[107] It was this circumstance that seemed to weigh most with the Lord Chancellor Bacon; who, in his short tract, In felicem memoriam Elizabethæ, saith, “Illud cogitandum censeo, in quali populo imperium tenuerit: si enim in Palmyrenis, aut Asiâ imbelli et molli regnum sortita esset, minùs mirandum fuisset—verùm in Anglia, natione ferocissimâ et bellicosissimâ, omnia ex nutu fœminæ moveri et cohiberi potuisse, SUMMAM MERITO ADMIRATIONEM HABET.”
[108] The subject of these Dialogues, on the English Constitution, is the most important in English politics.—To cite all the passages from our best antiquaries and historians, out of which this work was formed, and which lay before the writer in composing it, would swell this volume to an immoderate size. It is enough to say, that nothing material is advanced in the course of the argument, but on the best authority.

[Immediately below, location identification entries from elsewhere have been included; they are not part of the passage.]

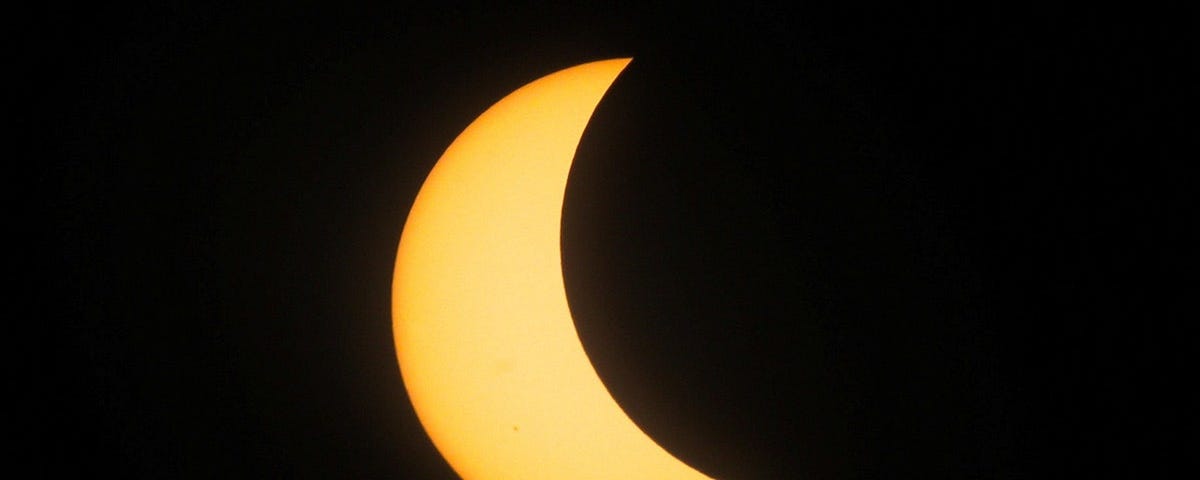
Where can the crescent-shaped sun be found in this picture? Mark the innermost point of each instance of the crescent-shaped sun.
(486, 345)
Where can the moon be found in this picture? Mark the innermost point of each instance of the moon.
(485, 340)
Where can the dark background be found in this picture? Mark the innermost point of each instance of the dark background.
(826, 243)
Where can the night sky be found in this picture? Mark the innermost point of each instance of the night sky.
(813, 244)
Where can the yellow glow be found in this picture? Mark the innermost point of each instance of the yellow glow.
(486, 345)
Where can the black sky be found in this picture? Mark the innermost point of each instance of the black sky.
(798, 243)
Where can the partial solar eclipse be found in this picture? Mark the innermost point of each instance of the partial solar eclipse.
(486, 345)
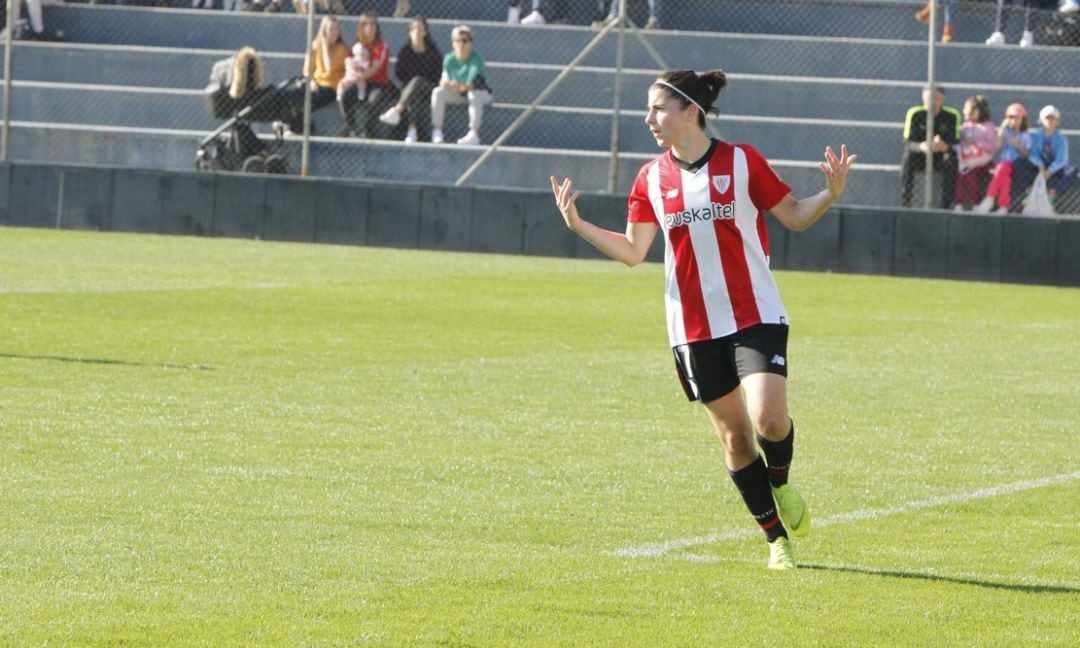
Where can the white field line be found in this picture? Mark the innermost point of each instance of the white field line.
(658, 549)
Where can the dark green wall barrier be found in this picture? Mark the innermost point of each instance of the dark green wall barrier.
(860, 240)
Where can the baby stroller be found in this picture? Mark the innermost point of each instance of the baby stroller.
(235, 95)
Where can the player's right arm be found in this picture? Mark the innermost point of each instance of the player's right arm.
(629, 247)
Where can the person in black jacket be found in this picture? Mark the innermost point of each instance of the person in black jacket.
(947, 121)
(419, 66)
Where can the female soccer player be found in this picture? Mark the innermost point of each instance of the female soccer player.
(726, 321)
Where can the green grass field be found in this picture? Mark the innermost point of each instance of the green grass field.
(225, 443)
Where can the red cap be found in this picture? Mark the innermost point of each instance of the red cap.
(1016, 109)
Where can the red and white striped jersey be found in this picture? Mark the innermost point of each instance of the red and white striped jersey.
(716, 252)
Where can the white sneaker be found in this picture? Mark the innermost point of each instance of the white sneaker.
(534, 18)
(391, 118)
(985, 206)
(472, 137)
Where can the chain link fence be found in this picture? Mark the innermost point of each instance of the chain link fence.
(251, 86)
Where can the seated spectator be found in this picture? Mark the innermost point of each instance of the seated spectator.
(419, 68)
(946, 133)
(369, 85)
(979, 142)
(237, 83)
(36, 28)
(1014, 142)
(324, 65)
(652, 23)
(948, 29)
(463, 81)
(998, 38)
(1049, 157)
(233, 82)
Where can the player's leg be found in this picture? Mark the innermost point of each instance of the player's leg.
(767, 394)
(747, 471)
(761, 361)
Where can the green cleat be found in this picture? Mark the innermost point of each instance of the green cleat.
(781, 554)
(794, 511)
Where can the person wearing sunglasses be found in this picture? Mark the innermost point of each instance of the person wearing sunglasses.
(463, 81)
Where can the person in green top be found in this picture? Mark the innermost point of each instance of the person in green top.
(462, 82)
(947, 122)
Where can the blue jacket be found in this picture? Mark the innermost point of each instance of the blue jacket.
(1058, 145)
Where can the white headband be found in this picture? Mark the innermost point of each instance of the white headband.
(688, 97)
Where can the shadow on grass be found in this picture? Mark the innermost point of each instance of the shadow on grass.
(1030, 588)
(106, 361)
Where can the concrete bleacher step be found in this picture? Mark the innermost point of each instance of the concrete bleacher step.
(571, 127)
(891, 19)
(440, 164)
(509, 166)
(575, 129)
(818, 97)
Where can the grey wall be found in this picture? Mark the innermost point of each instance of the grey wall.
(859, 240)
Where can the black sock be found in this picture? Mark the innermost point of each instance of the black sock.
(753, 484)
(778, 456)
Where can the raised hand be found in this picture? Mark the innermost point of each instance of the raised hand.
(836, 169)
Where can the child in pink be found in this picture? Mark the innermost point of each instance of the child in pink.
(979, 142)
(354, 68)
(1015, 143)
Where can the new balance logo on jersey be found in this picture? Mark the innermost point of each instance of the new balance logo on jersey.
(713, 212)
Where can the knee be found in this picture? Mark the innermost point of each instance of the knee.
(772, 424)
(737, 443)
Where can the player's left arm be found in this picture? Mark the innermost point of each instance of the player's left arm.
(800, 214)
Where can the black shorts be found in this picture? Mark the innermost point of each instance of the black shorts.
(712, 368)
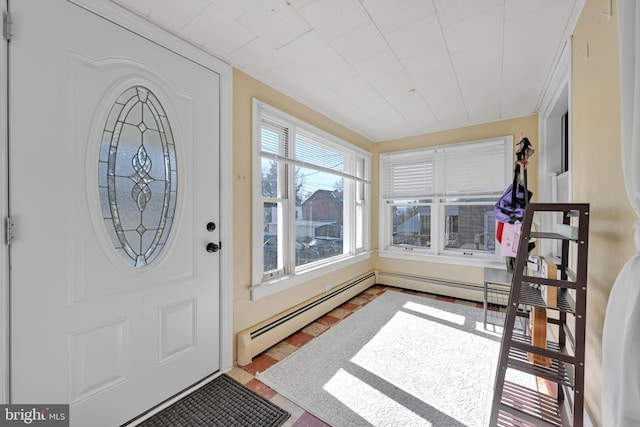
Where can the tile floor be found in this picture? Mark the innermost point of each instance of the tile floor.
(300, 418)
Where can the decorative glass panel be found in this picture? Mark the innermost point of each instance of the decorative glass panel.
(138, 176)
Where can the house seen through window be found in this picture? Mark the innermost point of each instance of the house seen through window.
(313, 201)
(439, 201)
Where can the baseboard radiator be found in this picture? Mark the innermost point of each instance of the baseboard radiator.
(451, 288)
(257, 339)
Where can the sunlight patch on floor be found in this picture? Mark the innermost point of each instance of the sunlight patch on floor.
(369, 403)
(435, 312)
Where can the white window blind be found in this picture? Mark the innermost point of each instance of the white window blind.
(409, 175)
(456, 170)
(470, 169)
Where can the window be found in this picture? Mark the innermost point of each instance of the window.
(439, 201)
(311, 198)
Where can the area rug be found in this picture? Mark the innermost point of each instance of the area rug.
(223, 402)
(402, 360)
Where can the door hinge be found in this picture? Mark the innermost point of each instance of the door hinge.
(8, 230)
(6, 25)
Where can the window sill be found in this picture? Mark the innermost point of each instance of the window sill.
(470, 261)
(279, 284)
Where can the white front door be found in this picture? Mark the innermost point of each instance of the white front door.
(114, 187)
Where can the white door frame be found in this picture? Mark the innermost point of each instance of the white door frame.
(138, 25)
(553, 106)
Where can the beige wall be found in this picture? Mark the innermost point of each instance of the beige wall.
(527, 126)
(246, 312)
(597, 176)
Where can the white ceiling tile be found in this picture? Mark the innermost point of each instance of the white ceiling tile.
(258, 56)
(383, 68)
(378, 67)
(234, 8)
(484, 108)
(289, 74)
(276, 22)
(392, 15)
(308, 50)
(529, 52)
(362, 95)
(539, 23)
(482, 54)
(514, 8)
(481, 81)
(360, 44)
(455, 11)
(474, 31)
(176, 16)
(416, 37)
(333, 70)
(334, 18)
(422, 65)
(143, 7)
(217, 31)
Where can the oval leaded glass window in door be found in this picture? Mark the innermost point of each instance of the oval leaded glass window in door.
(138, 176)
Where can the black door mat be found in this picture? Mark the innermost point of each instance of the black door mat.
(223, 402)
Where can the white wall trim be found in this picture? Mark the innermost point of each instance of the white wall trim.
(4, 212)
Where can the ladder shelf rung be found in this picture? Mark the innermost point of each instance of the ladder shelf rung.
(532, 296)
(530, 405)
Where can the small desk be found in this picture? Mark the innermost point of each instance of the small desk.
(501, 285)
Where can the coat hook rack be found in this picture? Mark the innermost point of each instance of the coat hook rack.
(585, 53)
(609, 10)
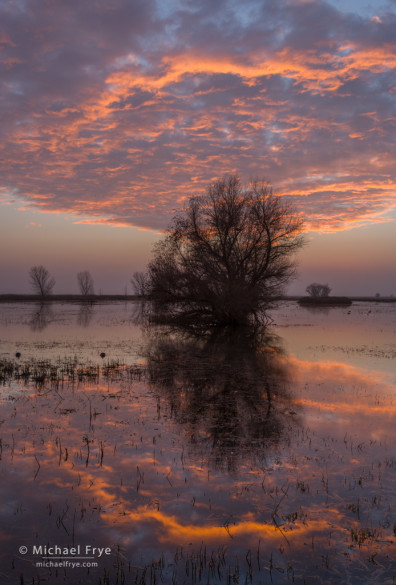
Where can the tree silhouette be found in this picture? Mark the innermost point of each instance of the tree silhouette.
(226, 256)
(140, 283)
(318, 290)
(85, 283)
(41, 280)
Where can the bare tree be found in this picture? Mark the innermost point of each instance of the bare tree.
(226, 255)
(85, 283)
(41, 280)
(141, 283)
(318, 290)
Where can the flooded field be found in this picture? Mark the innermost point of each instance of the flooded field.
(140, 455)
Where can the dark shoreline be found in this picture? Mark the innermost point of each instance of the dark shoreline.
(70, 298)
(18, 298)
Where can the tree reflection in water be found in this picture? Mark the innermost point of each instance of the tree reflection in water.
(85, 314)
(229, 388)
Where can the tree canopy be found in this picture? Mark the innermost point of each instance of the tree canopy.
(41, 281)
(226, 255)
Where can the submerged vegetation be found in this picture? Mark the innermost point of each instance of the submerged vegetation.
(199, 457)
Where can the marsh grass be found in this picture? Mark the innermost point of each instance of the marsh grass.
(123, 454)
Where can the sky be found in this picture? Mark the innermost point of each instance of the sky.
(112, 114)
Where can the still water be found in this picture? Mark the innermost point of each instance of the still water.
(148, 455)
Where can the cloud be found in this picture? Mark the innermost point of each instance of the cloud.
(118, 112)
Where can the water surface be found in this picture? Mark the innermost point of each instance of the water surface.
(225, 458)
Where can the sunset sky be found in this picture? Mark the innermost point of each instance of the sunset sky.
(114, 112)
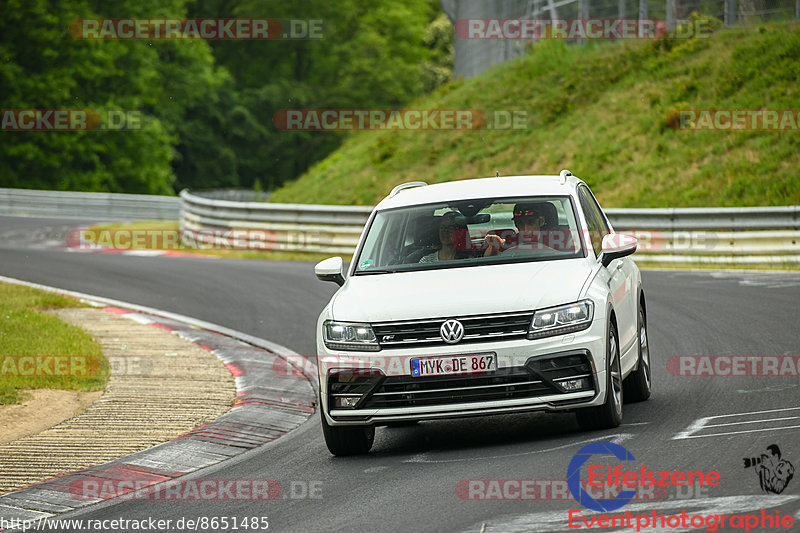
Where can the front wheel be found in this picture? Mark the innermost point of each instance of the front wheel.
(608, 415)
(347, 440)
(638, 384)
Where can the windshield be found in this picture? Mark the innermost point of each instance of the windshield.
(469, 233)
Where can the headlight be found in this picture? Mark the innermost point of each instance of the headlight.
(348, 336)
(562, 319)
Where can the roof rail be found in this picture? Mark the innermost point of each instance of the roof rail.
(408, 185)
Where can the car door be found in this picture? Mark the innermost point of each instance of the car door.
(619, 274)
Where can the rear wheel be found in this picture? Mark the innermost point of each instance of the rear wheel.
(608, 415)
(637, 386)
(347, 440)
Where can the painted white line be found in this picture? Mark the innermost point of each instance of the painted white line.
(737, 432)
(702, 423)
(758, 412)
(752, 422)
(617, 438)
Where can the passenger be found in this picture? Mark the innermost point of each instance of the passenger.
(529, 219)
(448, 227)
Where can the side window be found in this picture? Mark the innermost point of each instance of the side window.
(596, 228)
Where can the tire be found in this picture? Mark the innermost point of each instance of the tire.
(347, 440)
(638, 385)
(608, 415)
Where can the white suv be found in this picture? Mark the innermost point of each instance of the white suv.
(480, 297)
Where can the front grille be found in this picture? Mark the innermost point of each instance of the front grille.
(477, 328)
(541, 376)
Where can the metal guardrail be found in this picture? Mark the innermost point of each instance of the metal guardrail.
(108, 206)
(674, 235)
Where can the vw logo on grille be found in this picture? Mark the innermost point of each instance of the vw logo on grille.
(452, 331)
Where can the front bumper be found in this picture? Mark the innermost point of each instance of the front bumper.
(531, 375)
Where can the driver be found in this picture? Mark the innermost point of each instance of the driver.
(529, 219)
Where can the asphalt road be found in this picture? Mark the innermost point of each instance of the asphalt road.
(409, 481)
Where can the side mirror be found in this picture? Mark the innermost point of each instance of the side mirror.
(616, 245)
(330, 270)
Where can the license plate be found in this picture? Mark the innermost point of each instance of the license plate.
(453, 365)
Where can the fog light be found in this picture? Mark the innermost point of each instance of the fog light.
(347, 402)
(575, 384)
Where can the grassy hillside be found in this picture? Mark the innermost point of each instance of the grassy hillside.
(600, 110)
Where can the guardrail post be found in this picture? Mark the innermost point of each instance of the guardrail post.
(643, 11)
(670, 16)
(583, 14)
(730, 12)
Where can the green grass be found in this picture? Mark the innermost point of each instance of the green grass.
(26, 331)
(600, 110)
(106, 234)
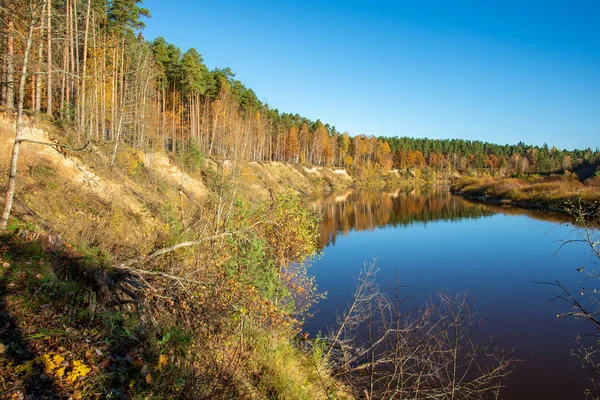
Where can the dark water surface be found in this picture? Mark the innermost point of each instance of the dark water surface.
(436, 241)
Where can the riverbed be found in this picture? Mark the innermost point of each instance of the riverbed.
(434, 241)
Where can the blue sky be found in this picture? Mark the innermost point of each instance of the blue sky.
(496, 71)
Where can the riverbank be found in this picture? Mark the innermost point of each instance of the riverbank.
(156, 275)
(553, 192)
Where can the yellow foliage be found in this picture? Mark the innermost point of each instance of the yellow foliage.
(79, 370)
(163, 360)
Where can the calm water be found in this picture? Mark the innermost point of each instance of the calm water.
(438, 241)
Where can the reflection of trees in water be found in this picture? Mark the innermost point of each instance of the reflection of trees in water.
(369, 209)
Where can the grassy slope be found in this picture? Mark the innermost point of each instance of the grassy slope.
(64, 332)
(549, 192)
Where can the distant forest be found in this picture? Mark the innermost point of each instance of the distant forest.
(86, 63)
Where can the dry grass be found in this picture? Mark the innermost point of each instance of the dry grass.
(533, 190)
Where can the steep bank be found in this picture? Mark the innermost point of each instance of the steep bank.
(96, 300)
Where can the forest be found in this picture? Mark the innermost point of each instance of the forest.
(120, 280)
(87, 63)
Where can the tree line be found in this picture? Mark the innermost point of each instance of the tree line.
(86, 63)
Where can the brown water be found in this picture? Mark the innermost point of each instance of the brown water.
(435, 241)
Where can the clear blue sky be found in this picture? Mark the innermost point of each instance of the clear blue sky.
(499, 71)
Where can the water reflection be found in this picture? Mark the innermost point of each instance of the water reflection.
(435, 241)
(369, 209)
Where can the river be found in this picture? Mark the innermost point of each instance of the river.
(435, 241)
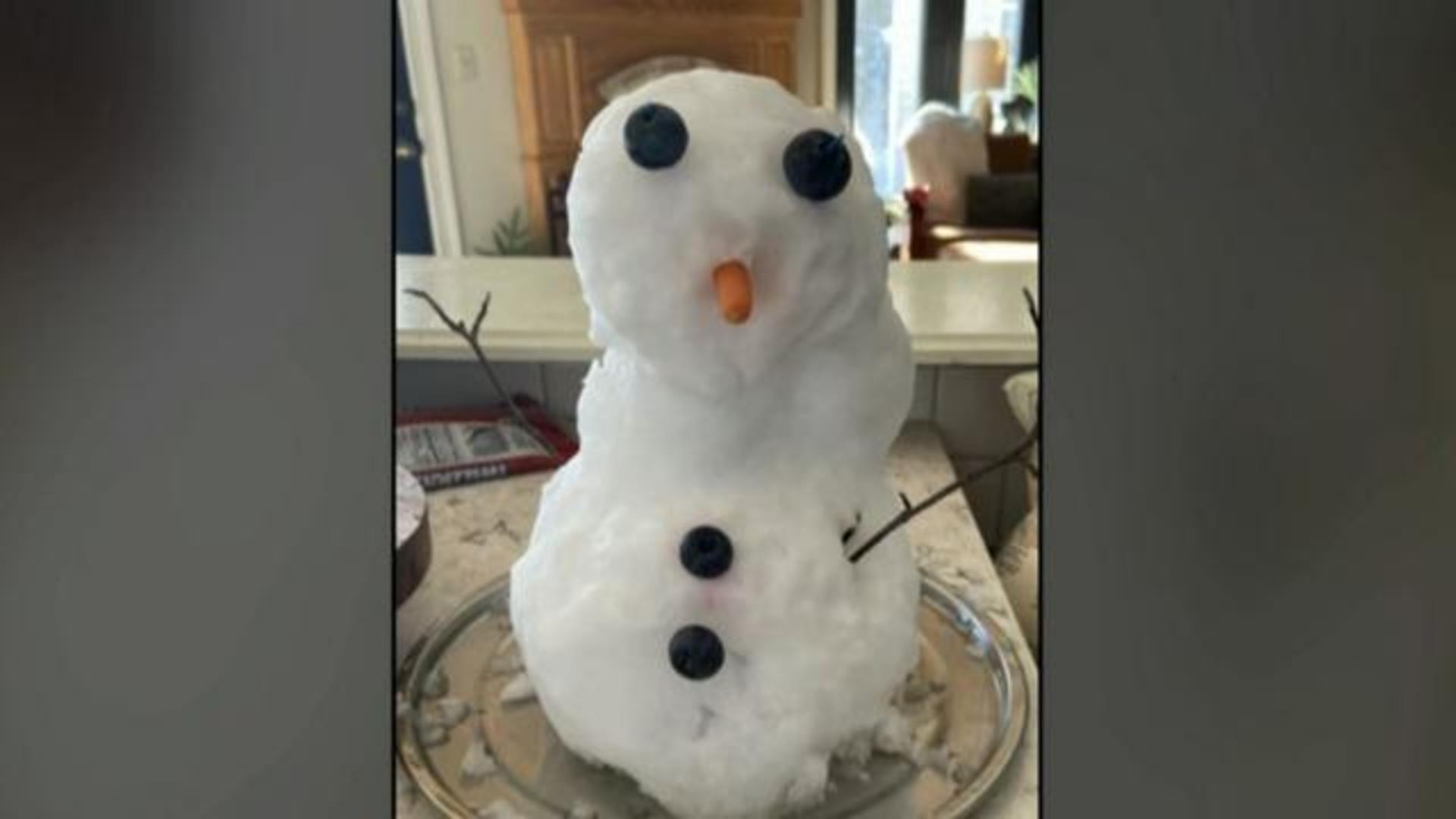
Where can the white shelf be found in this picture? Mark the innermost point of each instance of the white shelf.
(959, 312)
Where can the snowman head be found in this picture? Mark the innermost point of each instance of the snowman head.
(718, 224)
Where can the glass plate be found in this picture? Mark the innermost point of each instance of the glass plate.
(970, 703)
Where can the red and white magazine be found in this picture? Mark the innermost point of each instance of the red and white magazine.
(450, 447)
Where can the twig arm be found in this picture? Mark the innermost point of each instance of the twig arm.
(472, 338)
(909, 512)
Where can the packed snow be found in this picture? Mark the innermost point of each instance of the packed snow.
(753, 378)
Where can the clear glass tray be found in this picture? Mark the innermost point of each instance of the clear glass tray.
(970, 700)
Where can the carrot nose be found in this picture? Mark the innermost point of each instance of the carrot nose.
(734, 290)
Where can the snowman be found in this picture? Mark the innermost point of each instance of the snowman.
(686, 610)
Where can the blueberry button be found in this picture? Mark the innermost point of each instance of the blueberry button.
(695, 651)
(705, 553)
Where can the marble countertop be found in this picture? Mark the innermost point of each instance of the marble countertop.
(957, 312)
(479, 531)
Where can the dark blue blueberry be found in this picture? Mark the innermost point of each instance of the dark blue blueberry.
(695, 651)
(705, 553)
(817, 165)
(655, 136)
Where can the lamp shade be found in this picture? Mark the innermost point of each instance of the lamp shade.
(983, 63)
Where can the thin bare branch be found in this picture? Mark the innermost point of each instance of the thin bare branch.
(472, 338)
(906, 515)
(479, 316)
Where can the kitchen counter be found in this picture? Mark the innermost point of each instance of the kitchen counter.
(959, 312)
(479, 531)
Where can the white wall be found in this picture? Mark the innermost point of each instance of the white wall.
(475, 71)
(475, 74)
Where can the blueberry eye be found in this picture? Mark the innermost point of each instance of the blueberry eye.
(817, 165)
(655, 136)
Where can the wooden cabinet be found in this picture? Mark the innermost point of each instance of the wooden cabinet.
(563, 50)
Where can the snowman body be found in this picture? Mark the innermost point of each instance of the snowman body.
(766, 428)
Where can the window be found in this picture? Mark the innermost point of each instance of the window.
(889, 44)
(900, 49)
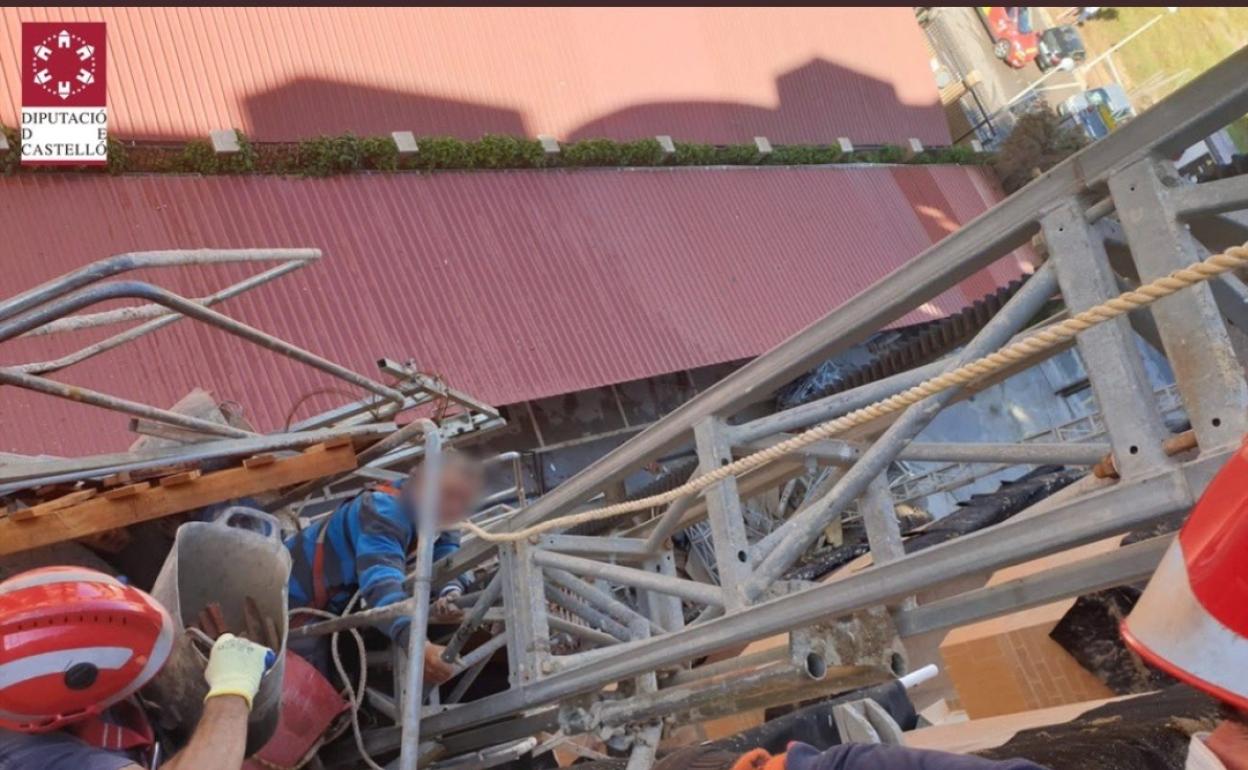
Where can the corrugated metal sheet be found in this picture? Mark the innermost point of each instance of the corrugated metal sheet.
(511, 285)
(715, 75)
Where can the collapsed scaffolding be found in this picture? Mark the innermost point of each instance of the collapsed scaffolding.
(1113, 217)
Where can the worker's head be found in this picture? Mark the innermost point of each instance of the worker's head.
(76, 642)
(463, 477)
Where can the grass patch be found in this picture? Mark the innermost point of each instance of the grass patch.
(1173, 51)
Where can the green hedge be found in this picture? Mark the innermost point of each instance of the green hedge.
(350, 154)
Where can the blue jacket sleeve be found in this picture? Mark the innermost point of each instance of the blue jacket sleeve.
(382, 538)
(880, 756)
(447, 544)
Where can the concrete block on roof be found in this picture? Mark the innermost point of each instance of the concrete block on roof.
(549, 144)
(665, 145)
(225, 141)
(406, 142)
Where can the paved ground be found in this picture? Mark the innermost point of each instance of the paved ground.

[109] That is, of the feudal law: which was one of the subjects explained by the bishop to his royal pupil the duke of Gloucester. “I acquainted him, says he, with all the great revolutions that had been in the world, and gave him a copious account of the Greek and Roman histories, and of Plutarch’s Lives: the last thing I explained to him was the Gothic constitution, and the BENEFICIARY AND FEUDAL LAWS.” [Hist. of his own Times, vol. iv. p. 357. Edinb. 1753.]
[110] On April 11, 1689.
[111] Of the great seal—The other lawyers in commission were Keck and Rawlinson.
[112] This was a favourite subject with our good bishop; and how qualified he was to discuss it, even in its minutest particularities, may be learnt from his history at large.
[113] It was not thus left to itself, but was nursed and fostered with great care by the preachers of divine indefeasible hereditary right, in this and the following reign.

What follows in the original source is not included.